Die Beschenkte
»Dann kannst du dich ausruhen.«
Er brauchte einen Moment, um ihre Worte zu verarbeiten. Dann beugte er sich vor und flüsterte in die Pferdemähne:»Ich will nicht ausruhen. Ich will dir sagen können, wenn er kommt.«
Sie waren also nicht ganz ohne seine Gabe, aber er war ganz und gar kopflos. So etwas zu sagen, wenn Bitterblue still und mit großen Augen direkt hinter ihm saß! Vorsicht, signalisierte Katsa ihm. Bitterblue!
»Ich werde euch beide ans Pferd binden«, sagte sie laut, »dann könnt ihr, jeder für sich, entscheiden, ob ihr euch ausruht oder nicht.«
Ruh dich aus, bat sie ihn in Gedanken, während sie ihm ein Seil um die Beine wickelte. Du hilfst uns nicht, wenn du verblutest.
»Ich werde nicht verbluten«, sagte er laut, und Katsa mied Bitterblues Blick, entschlossen, Bo keine Gedanken mehr zu schicken, bis er wieder bei Sinnen war.
Langsam zogen sie weiter nach Süden.

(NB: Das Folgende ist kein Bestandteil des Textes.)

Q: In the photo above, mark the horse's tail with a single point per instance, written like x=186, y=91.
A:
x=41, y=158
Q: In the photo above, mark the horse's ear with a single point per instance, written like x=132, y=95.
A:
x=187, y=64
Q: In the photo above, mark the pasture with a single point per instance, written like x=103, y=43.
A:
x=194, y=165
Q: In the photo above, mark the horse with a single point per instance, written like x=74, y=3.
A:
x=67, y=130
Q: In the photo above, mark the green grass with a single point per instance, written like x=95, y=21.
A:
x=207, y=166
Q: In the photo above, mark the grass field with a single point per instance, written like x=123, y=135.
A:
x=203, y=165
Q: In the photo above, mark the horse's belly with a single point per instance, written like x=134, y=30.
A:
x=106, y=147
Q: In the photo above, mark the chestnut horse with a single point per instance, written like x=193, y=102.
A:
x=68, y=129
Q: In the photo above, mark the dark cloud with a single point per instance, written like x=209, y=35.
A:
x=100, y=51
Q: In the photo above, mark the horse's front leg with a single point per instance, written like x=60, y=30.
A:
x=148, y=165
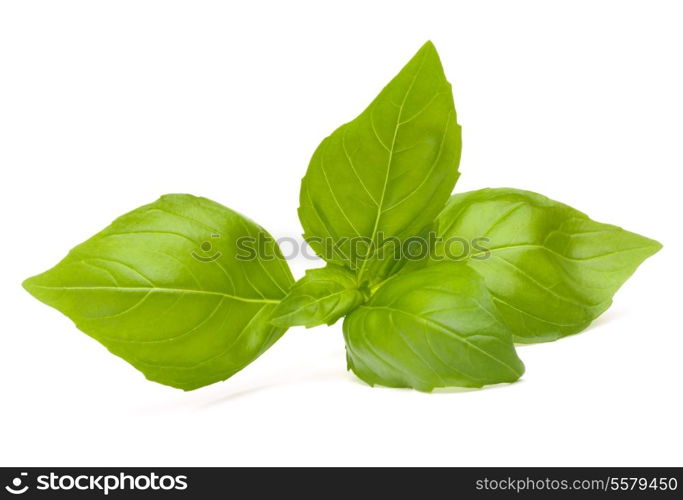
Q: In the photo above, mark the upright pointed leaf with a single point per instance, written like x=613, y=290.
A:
x=384, y=176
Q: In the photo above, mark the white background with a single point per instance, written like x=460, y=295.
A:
x=104, y=106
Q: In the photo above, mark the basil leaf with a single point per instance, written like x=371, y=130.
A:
x=436, y=327
x=322, y=296
x=551, y=269
x=384, y=176
x=167, y=288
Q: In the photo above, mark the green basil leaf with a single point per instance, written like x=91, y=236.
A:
x=551, y=269
x=384, y=176
x=322, y=296
x=435, y=327
x=168, y=288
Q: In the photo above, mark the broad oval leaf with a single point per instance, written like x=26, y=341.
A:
x=322, y=296
x=167, y=288
x=385, y=175
x=550, y=269
x=435, y=327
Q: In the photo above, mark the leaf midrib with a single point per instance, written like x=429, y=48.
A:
x=160, y=290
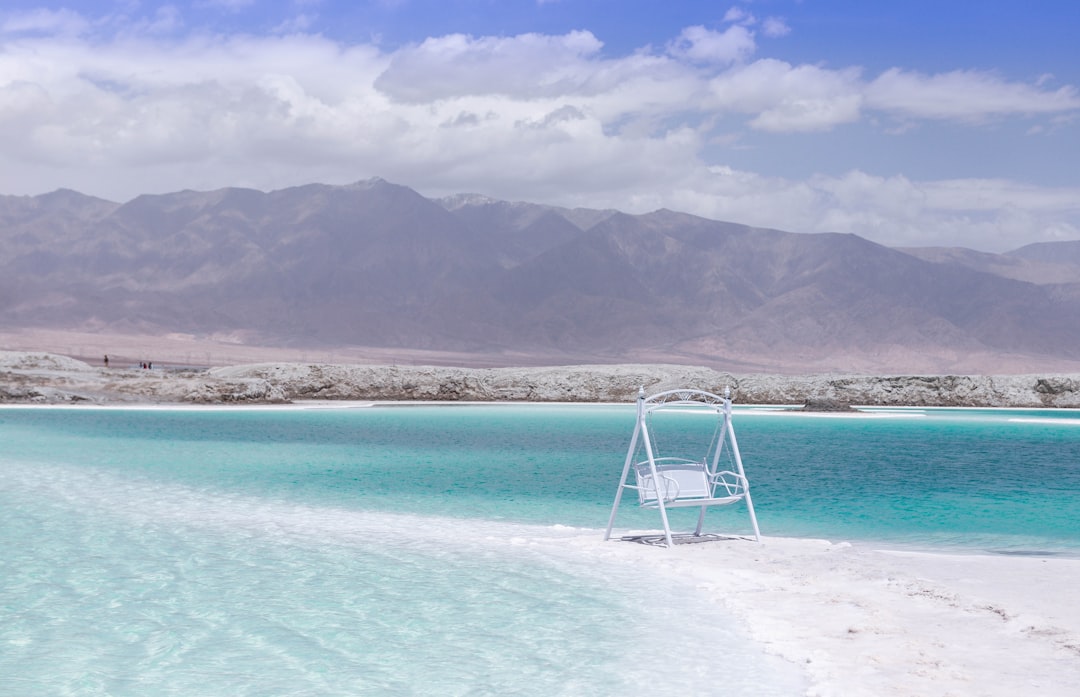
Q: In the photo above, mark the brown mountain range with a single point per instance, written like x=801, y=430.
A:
x=378, y=265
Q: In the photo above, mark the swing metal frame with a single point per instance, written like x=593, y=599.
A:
x=676, y=482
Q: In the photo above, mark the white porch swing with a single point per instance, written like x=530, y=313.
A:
x=676, y=481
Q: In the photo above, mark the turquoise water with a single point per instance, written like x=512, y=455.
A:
x=426, y=549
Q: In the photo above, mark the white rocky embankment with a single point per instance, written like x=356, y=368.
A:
x=48, y=378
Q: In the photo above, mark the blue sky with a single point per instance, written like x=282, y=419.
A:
x=908, y=123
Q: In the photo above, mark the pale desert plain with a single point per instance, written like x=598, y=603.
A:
x=855, y=618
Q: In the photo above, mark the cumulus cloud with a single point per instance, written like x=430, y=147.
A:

Katsa stolperte über Steine und die Wurzeln störrischer Bäume, die sich in Spalten in der Erde bohrten. Je weiter die Nacht fortschritt, desto öfter stolperte sie, und ihr kam der Gedanke, dass sie müde sein könnte. Sie überdachte die letzten Nächte und zählte. Es war ihre zweite schlaflose Nacht, und in der Nacht davor hatten sie nur wenige Stunden geruht. Sie würde also schlafen müssen, bald, aber jetzt durfte sie nicht daran denken. Es hatte keinen Sinn, an das Unmögliche zu denken.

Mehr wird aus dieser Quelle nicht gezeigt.